Carl Grunfeld obtained an MD and a PhD from the Albert Einstein College of Medicine. He did his medical residency at the Massachusetts General Hospital and a fellowship in endocrinology at the National Institutes of Health. He is Professor of Medicine at the University of California, San Francisco School of Medicine and Associate Chief of Staff for Research and Development at the San Francisco Veterans Affairs Medical Center.
The ARTxSCIENCE series is hosted by Andrew Vosko, an associate provost and director of the Transdisciplinary Studies program at Claremont Graduate University. He earned his bachelor of science from the University of Michigan, Ann Arbor, with a dual concentration in Japanese Language & Literature and Biopsychology & Cognitive Science, and PhD in neuroscience from the University of California, Los Angeles, where he trained in the Laboratory of Circadian and Sleep Medicine, Laboratory of Neuroendocrinology, and the Intellectual and Developmental Disabilities Research Center.
Since 2012, Vosko has taught neuroscience, physiology, histology, and medical ethics to students across a diverse range of professional tracks, including integrative health and osteopathic medicine. He has had faculty oppointments at Southern California University of Health Sciences, where he also served as Chair of Basic Sciences, as well as at Rocky Vista University, where he was director of faculty development. His current research interests include biomedical, interprofessional and transdisciplinary education; medical humanities; gender and sexual minority health care; and bio-behavioral sleep medicine.
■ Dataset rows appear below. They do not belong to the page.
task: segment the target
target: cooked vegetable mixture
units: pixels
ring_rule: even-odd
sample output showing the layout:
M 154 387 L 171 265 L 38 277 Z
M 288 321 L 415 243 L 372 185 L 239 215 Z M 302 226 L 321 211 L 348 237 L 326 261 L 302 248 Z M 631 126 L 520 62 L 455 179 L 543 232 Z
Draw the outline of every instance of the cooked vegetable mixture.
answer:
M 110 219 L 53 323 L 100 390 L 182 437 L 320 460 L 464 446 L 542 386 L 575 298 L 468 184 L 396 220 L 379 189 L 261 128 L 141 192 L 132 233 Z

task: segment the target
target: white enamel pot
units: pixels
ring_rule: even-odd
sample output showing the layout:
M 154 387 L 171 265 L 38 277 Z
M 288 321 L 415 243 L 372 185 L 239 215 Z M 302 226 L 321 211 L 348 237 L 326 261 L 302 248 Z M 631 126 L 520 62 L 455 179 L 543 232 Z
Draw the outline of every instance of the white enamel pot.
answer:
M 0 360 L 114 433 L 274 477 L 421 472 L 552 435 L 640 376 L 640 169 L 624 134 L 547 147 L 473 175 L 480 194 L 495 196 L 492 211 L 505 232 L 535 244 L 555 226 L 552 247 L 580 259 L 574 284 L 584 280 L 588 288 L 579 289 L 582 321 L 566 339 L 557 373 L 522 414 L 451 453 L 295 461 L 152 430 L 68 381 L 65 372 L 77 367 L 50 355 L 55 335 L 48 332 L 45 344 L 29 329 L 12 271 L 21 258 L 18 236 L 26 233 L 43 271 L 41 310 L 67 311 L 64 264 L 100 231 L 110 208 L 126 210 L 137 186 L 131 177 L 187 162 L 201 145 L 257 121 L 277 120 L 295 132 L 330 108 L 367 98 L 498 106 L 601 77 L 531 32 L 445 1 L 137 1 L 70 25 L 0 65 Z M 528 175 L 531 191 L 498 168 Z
Vosko’s scholarly work involves topics that range from neural circuit function to epistemology in health care education, and he has received research grants from the National Institutes of Health and the Arnold P. Gold Foundation. Most recently, he has also served on the American Association of Medical Colleges Advisory Committee on Sexual Orientation, Gender Identity, and Sex Development, where he worked to promote inclusion of gender and sexual minority health care needs into medical curricula.
This conversation series features creative, highly accomplished individuals from a wide range of backgrounds who are well-equipped to discuss these pressing issues. Produced with support from the DEW Foundation.